P.S. I split up with said love-interest from a couple of months ago. She was wearing me out. Her life was so erratic and unpredictable it took a real toll on my emotional health. I was very reasonable about it and explained she clearly had too much on her plate right now. I just couldn't deal with the inconsistency I had to face. She never seemed to know what she was doing and why from one minute to the rest. When I needed support, she was often too busy to listen. And to be fair, all that most of us want is someone to listen.

Posted by Sleepy Sal at 8:41 AM | Comments (0)

August 31, 2005

Chronic Fatigue Syndrome at Work .... shhhhhh!

OK, I'll keep my voice down, but here I am writing my entry from work... I did finally get clearance from the NHS occupational health bods and so have resigned from my job at the most parochial newspaper on earth. Hoorah!

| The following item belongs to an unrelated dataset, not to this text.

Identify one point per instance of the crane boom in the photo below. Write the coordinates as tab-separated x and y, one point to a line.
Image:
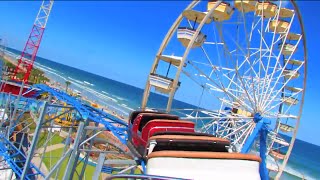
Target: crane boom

I moved house on Saturday. By mid-afternoon I was flagging. I made the sensible decision to pay people to move me, so I didn't have to do any carrying or lifting. Some people would call that lazy. I used to argue with them, but now can't be bothered. Packing and unpacking are my two least favourite things (along with unreliability and actions not reflecting words). I always feel like such a weedy wuss and run out of steam and then can't do anything. Luckily I have moved in with R, someone who gets all this. When I got back from work last night he had dinner on the table. Fabulous!

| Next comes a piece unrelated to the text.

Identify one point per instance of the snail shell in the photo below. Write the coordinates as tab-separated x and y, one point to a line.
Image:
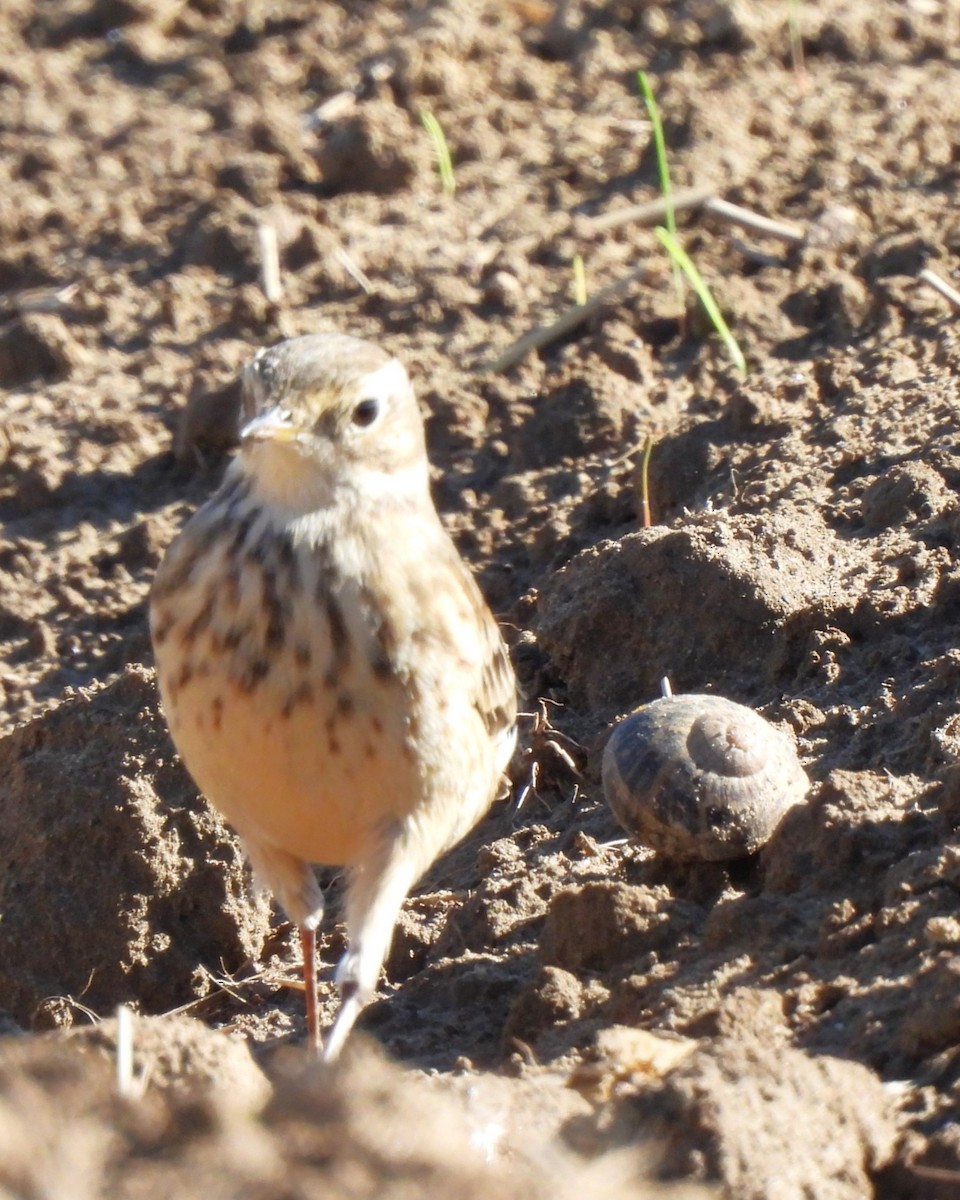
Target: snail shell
700	777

Today another friend e-mailed me and asked me to help with her move... I paid people to do mine, I'm not wasting my limited energy on someone else's. I feel bad saying no. I'd love to be someone who can heave and heft things anywhere - my friend K is like that. She's a forklift truck driver. I just have to accept the fact that I am a hothouse flower, not a hardy annual.

Am commuting now I've moved, so super-tired each evening. Will be glad when my new job starts - just down the road from where I now live.

Another thing about living there is the stairs. Hate stairs - nearly as much as packing and unpacking. I've lived in single floor flats for the last eight years and now I live in a house where if I plan badly I have to go upstairs and fetch things. That's really quite tiring and a bit annoying. Maybe I'm just unfit.

Nothing much else to report really - too tired to remember!

Posted by Sleepy Sal at 7:36 AM | Comments (0)

August 19, 2005

Chronic fatigue syndrome and occupational health...

Well, what to tell? About a month ago I got a new job – working for the NHS would you believe! It’s a great job, great money and in Leicester – where I’m moving in the next week.
Anyway, I hoped to hand in my notice to my current job a couple of months ago, but I am currently jumping through endless hoops for occupational health. It is so frustrating. I have not had a single day off work through illness in six months. Not only do I have to suffer for being ill when I’m ill, but afterwards too. So desperate to start this new chapter in my life, but as ever my illness holds me back.
Someone told me there must be a reason for it. Perhaps it’s character building. Although, I have to say, my character is fully developed thank you, NO MORE!